Figure 4. verification of the engineered S. cerevisiae by colony-PCR
b) Growth Curve measurement
The plasmid was transformed into the S. cerevisiae and we named the transformants SFA-1. We inoculated the engineered S. cerevisiae colonies (SFA-1) in the 5mL YEPD medium and grew at 30℃ and 180 r/min for 12 h. The above culture 1:100 culture liquid was connected to three bottles of 50mL liquid YEPD medium and incubated under the same conditions. The absorbance value at 600 nm was measured at 2,4,8,16,24 and 32 h after culture (Table 1). This result indicates that the genetically modified S. cerevisiae SFA-1 showed no harmful effects on the growth of the organism itself. Therefore, giving support for applications in the wine fermentation industry (Table 1).

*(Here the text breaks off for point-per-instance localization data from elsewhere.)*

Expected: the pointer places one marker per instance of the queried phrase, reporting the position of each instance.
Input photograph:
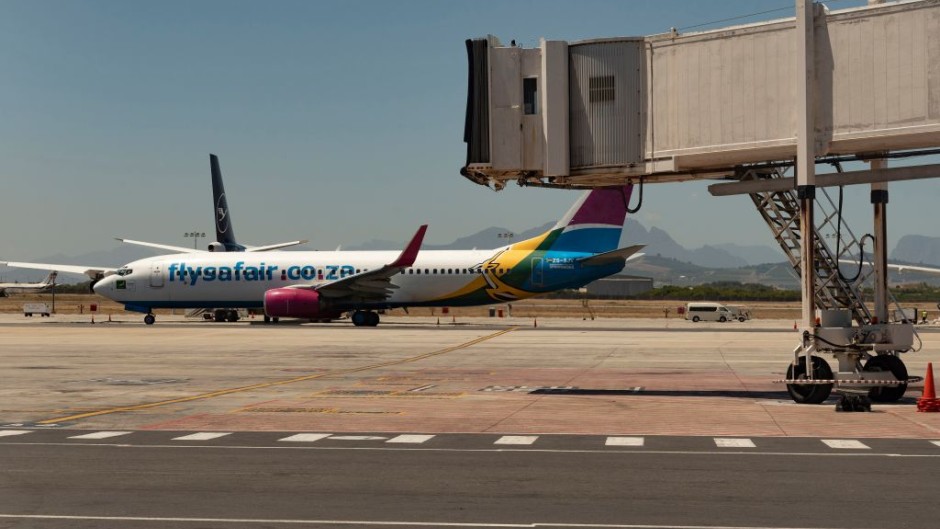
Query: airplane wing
(906, 268)
(373, 285)
(269, 247)
(621, 254)
(94, 272)
(170, 247)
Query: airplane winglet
(410, 253)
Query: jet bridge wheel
(887, 363)
(809, 393)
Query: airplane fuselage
(437, 278)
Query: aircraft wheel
(359, 318)
(809, 393)
(887, 363)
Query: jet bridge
(744, 105)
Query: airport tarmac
(612, 377)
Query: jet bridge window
(602, 88)
(530, 95)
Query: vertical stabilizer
(592, 225)
(224, 233)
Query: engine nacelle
(296, 303)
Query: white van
(708, 311)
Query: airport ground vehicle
(708, 311)
(36, 308)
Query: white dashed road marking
(7, 433)
(845, 444)
(99, 435)
(516, 440)
(305, 437)
(410, 439)
(624, 441)
(202, 436)
(726, 442)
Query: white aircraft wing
(373, 285)
(910, 268)
(269, 247)
(94, 272)
(170, 247)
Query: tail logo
(221, 220)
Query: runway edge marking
(229, 391)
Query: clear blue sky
(335, 121)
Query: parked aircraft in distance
(20, 288)
(322, 286)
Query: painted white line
(305, 437)
(99, 435)
(7, 433)
(727, 442)
(202, 436)
(850, 444)
(412, 439)
(516, 440)
(375, 523)
(624, 441)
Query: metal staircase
(780, 209)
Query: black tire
(896, 367)
(809, 393)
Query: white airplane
(20, 288)
(224, 231)
(321, 286)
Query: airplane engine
(295, 303)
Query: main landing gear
(364, 318)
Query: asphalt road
(254, 482)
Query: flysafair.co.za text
(239, 272)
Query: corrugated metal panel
(605, 103)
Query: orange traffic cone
(928, 402)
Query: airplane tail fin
(224, 233)
(592, 225)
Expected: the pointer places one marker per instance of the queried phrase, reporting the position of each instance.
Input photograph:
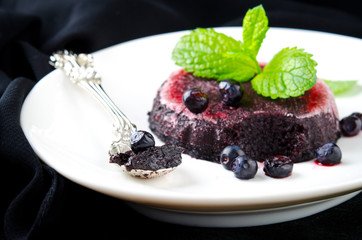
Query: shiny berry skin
(359, 115)
(228, 155)
(351, 125)
(141, 140)
(278, 166)
(244, 167)
(329, 154)
(195, 100)
(230, 92)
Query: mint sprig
(209, 54)
(255, 26)
(339, 87)
(290, 73)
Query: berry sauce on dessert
(224, 106)
(261, 126)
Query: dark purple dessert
(261, 126)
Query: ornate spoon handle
(81, 71)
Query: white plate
(71, 132)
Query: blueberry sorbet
(261, 126)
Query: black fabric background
(38, 203)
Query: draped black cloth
(37, 202)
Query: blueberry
(359, 115)
(244, 167)
(141, 140)
(195, 100)
(278, 166)
(228, 155)
(329, 154)
(230, 92)
(351, 125)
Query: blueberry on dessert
(244, 167)
(231, 92)
(195, 100)
(329, 154)
(351, 125)
(229, 154)
(278, 166)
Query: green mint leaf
(338, 87)
(290, 73)
(207, 53)
(255, 26)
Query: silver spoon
(80, 70)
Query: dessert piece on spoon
(133, 150)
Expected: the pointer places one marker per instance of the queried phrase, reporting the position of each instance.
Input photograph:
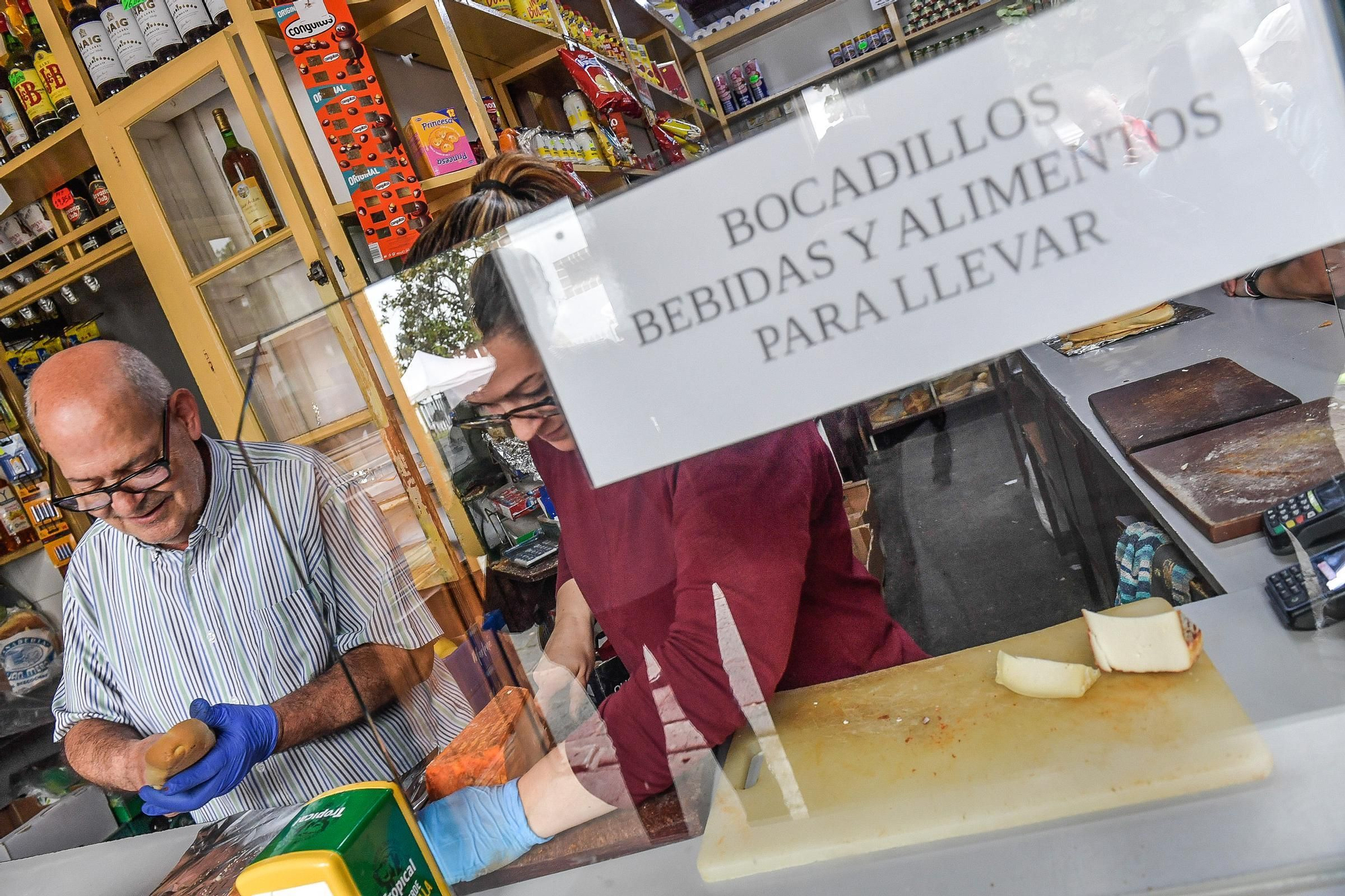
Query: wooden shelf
(637, 11)
(56, 280)
(46, 166)
(240, 257)
(966, 14)
(75, 236)
(496, 42)
(24, 552)
(216, 46)
(434, 190)
(755, 26)
(836, 72)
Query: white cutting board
(875, 775)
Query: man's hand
(137, 759)
(244, 736)
(477, 830)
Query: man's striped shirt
(256, 606)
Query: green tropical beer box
(361, 840)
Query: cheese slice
(1034, 677)
(1167, 642)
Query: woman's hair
(506, 188)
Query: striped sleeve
(87, 689)
(367, 579)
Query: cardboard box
(438, 145)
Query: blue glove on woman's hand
(244, 736)
(477, 830)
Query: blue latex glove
(244, 736)
(477, 830)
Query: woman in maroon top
(763, 521)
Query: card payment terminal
(1315, 517)
(1291, 599)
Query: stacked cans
(742, 87)
(861, 45)
(946, 45)
(926, 14)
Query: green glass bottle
(49, 69)
(22, 73)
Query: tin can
(757, 81)
(722, 87)
(576, 111)
(740, 87)
(588, 147)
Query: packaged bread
(28, 651)
(1118, 327)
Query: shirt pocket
(303, 639)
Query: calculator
(1289, 595)
(532, 552)
(1315, 517)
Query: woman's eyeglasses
(539, 409)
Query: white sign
(1090, 162)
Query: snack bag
(607, 95)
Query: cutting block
(1186, 401)
(938, 749)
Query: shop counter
(1252, 838)
(1282, 341)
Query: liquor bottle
(14, 124)
(79, 212)
(127, 40)
(53, 80)
(193, 19)
(248, 182)
(98, 50)
(220, 14)
(22, 75)
(103, 204)
(161, 32)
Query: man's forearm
(108, 754)
(1303, 278)
(328, 704)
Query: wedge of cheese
(1167, 642)
(1034, 677)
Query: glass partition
(841, 487)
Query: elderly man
(189, 594)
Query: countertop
(1280, 339)
(1256, 838)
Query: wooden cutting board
(875, 774)
(1184, 403)
(1223, 479)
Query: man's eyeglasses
(139, 482)
(539, 409)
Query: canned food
(588, 149)
(576, 111)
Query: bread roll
(181, 747)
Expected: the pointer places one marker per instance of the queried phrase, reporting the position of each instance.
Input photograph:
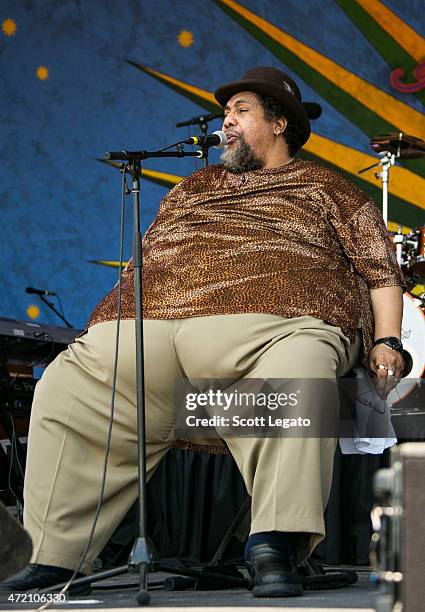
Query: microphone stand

| Time (h)/Type | SF-1 | WT |
|---|---|---|
| 2 | 0.076 | 0.016 |
| 4 | 0.106666667 | 0.049 |
| 7 | 0.18 | 0.109 |
| 16 | 1.007333333 | 0.639 |
| 24 | 2.558333333 | 1.105 |
| 32 | 2.554666667 | 1.233666667 |
4. Learn
We have already collected the figures from our experiments. Because of the importance of ATF1 in the aroma profile of the wine, the yeast with a constitutively overexpressed ATF1 gene produces more isoamyl acetate and ethyl acetate compared to a wild-type strain. In our project, we overexpressed the ATF1 in the S. cerevisiae to construct the engineered S. cerevisiae strain to control the content of higher alcohols during fermentation.
In the future, with improved engineering strains, the better quality of the wine would spread all over the world. ATF1, which we verified its activity in our project, provides a good choice for future research. We believe that the engineered S. cerevisiae which has reduced the production of higher alcohols could be used to improve the factories in the future.